Eis porque, durante toda a Idade Média, a fé tornou-se central para a Filosofia, pois era
através dela que essas perguntas eram respondidas. Auxiliada pela graça divina, a fé
iluminava nosso intelecto e guiava nossa vontade, permitindo à nossa razão o conhecimento
do que está ao seu alcance, ao mesmo tempo em que nossa alma recebia os mistérios da
revelação. A fé nos fazia saber (mesmo que não pudéssemos compreender como isso era
possível) que, pela vontade soberana de Deus, era concedido à nossa alma imaterial conhecer
as coisas materiais.
Os filósofos modernos, porém, não aceitaram essas respostas e por esse motivo a
questão do conhecimento tornou-se central para eles.

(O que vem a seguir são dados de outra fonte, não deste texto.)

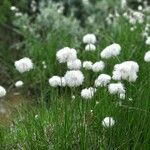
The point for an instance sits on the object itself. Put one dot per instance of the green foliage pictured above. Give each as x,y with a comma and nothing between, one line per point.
55,120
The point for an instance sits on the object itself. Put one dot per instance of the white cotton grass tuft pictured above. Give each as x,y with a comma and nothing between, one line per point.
74,78
111,51
23,65
147,57
122,96
148,41
102,80
19,84
66,54
87,65
56,81
98,66
88,93
89,39
74,65
90,47
116,88
126,71
2,91
108,122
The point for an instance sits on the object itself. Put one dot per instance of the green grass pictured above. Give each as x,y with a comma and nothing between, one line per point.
67,124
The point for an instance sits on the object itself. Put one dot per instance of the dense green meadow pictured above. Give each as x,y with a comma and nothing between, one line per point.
59,117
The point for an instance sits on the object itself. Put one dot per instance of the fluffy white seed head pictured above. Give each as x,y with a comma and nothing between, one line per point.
88,93
87,65
90,47
108,122
2,92
147,56
89,39
111,51
148,41
57,81
66,54
23,65
98,66
74,78
74,65
19,84
116,88
122,96
102,80
126,71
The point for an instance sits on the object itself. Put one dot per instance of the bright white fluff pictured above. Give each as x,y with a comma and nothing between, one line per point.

Os gregos se surpreendiam que pudesse haver erro, ilusão e mentira. Como a verdade
– aletheia – era concebida como presença e manifestação do verdadeiro aos nossos sentidos
ou ao nosso intelecto, isto é, como presença do Ser à nossa experiência sensível ou ao puro
pensamento, a pergunta filosófica só podia ser:
Como é possível o erro ou a ilusão? Ou seja, como é possível ver o que não é, dizer o
que não é, pensar o que não é?
Para os modernos, a situação é exatamente contrária. Se a verdade depende da
revelação e da vontade divinas, e se nosso intelecto foi pervertido pela nossa vontade
pecadora, como podemos conhecer a verdade? Se a verdade depender da fé e se depender da
fraqueza da nossa vontade, como nossa razão poderá conhecê-la?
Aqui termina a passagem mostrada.